Pruning a std::map efficiently?

J

Jorgen Grahn

Around here, March--April is apple tree pruning time. I have a slighly
different problem:

I have a std::map<K, T> where I want to move all T (or pair<K, T>)
which match some predicate Pred to some other container. The map may
have a size in the millions, and Pred often matches all, or 50%, or
10% or so of the elements.

I'd prefer to use a standard algorithm for this, rather than iterating
manually, dealing with iterator invalidation and so on. Avoiding
repeated tree rebalancing would be welcome, but I suspect it's not
possible.

What's a good std algorithm for this? I guess std::remove_if() doesn't
work on maps -- since you cannot reorder the elements.

Since T is a pointer type in my case, I have some other options. I can
build a new map with only the !Pred elements in it, swap it with the
original, and blow away the original. Not sure that I would gain
performance from that (even more rebalancing?) but at least the code
would be clean ...

/Jorgen
 
A

alasham.said

Hello,

This could be one implementation: copy_if is not part of the standard
library, but is easy to implement (see The C++ Programming Language)
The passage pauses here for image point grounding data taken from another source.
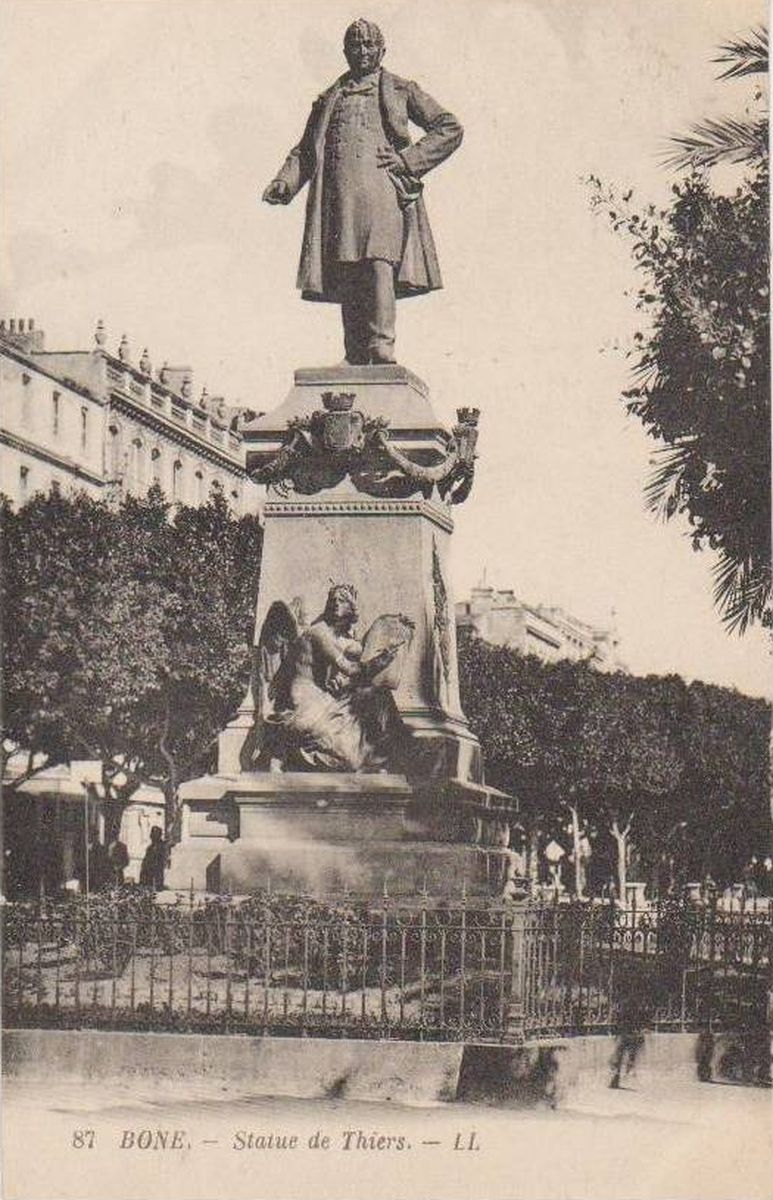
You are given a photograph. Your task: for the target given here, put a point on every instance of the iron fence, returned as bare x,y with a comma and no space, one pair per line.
388,969
673,965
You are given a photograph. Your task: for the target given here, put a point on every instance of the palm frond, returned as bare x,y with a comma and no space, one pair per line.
744,55
718,141
742,593
663,489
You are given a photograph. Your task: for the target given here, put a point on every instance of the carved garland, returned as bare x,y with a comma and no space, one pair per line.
335,442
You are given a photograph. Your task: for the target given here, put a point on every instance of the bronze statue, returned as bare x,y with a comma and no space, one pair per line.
324,697
367,238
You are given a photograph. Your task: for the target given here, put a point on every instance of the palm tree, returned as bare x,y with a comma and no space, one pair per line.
729,139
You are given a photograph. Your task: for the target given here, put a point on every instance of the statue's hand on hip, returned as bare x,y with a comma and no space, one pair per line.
388,157
277,192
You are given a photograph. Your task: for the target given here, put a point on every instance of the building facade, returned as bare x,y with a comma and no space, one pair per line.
96,421
499,617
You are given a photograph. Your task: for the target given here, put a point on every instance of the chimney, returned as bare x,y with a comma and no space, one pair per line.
23,335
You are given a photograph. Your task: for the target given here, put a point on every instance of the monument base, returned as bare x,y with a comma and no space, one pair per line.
322,833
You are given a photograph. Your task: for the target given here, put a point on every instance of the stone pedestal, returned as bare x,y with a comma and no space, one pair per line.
334,515
321,833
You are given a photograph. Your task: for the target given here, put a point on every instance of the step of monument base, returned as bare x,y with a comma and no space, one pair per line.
409,869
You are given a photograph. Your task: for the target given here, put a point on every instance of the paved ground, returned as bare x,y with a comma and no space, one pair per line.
673,1140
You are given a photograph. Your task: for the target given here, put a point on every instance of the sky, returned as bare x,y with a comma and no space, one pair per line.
141,133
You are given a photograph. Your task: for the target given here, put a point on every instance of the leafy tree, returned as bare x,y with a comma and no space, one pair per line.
641,762
701,363
126,634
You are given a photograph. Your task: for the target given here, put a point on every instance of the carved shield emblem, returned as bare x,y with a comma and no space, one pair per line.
342,431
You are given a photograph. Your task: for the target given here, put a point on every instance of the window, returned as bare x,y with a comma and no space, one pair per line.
177,480
114,453
137,480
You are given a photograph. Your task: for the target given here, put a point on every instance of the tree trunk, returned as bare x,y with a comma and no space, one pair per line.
621,840
576,855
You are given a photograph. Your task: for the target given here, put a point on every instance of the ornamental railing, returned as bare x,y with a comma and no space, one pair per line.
462,971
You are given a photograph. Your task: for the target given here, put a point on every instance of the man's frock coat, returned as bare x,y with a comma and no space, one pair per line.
401,100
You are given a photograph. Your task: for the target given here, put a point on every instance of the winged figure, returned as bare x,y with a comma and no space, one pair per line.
325,697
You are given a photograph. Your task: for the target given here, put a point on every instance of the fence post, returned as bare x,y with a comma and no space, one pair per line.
515,1021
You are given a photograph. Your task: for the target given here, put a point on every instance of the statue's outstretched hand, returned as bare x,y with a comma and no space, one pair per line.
277,192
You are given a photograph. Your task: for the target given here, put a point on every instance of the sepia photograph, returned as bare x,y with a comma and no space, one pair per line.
385,687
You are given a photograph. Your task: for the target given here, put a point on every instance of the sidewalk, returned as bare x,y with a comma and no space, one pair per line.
671,1140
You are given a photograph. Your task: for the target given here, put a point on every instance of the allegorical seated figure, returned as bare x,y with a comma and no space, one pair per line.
327,697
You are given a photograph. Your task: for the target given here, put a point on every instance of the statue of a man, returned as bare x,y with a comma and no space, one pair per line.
367,239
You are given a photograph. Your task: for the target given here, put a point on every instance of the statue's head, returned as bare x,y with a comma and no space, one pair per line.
364,47
341,605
template<typename In, typename Out, typename Pred>
Out copy_if(In first, In last, Out res, Pred Pr)
{
while (first != last)
{
if (Pr(*first))
*res++ = *first;
++first;
}
return res;
}

It is then possible to copy from map m1 to m2, applying predicate
Pred:

copy_if( m1.begin(), m1.end(), std::inserter( m2, m2.begin() ),
Pred );

Regards
 
J

Jorgen Grahn

Hello,

This could be one implementation: copy_if is not part of the standard
library, but is easy to implement (see The C++ Programming Language)

template<typename In, typename Out, typename Pred>
Out copy_if(In first, In last, Out res, Pred Pr) ....

It is then possible to copy from map m1 to m2, applying predicate
Pred:

copy_if( m1.begin(), m1.end(), std::inserter( m2, m2.begin() ),
Pred );

Thanks, but it's not really what I asked for. That was part of my
fallback solution, which I knew how to implement, but felt was
suboptimal.

Three things I noted while going down that road:

- std::copy_if() doesn't exist, but std::remove_copy_if() does,
and has the same semantics except the predicate must be negated.
I am a bit surprised Stroustrup didn't mention that.

- It doesn't help me, since back_inserter doesn't work on std::map. Or
is there another way to fill a std::map via std::remove_copy_if()?

- But the loop is trivial enough in this case, and I can
build my new tree more efficiently using the hinted
m.insert(m.end(), val) -- by a factor 5 in my experiments.

/Jorgen
 
A

alasham.said

Hello,

Although still not providing the optimal solution you are seeking, I
think I can comment on two points:
- It doesn't help me, since back_inserter doesn't work on std::map. Or
  is there another way to fill a std::map via std::remove_copy_if()?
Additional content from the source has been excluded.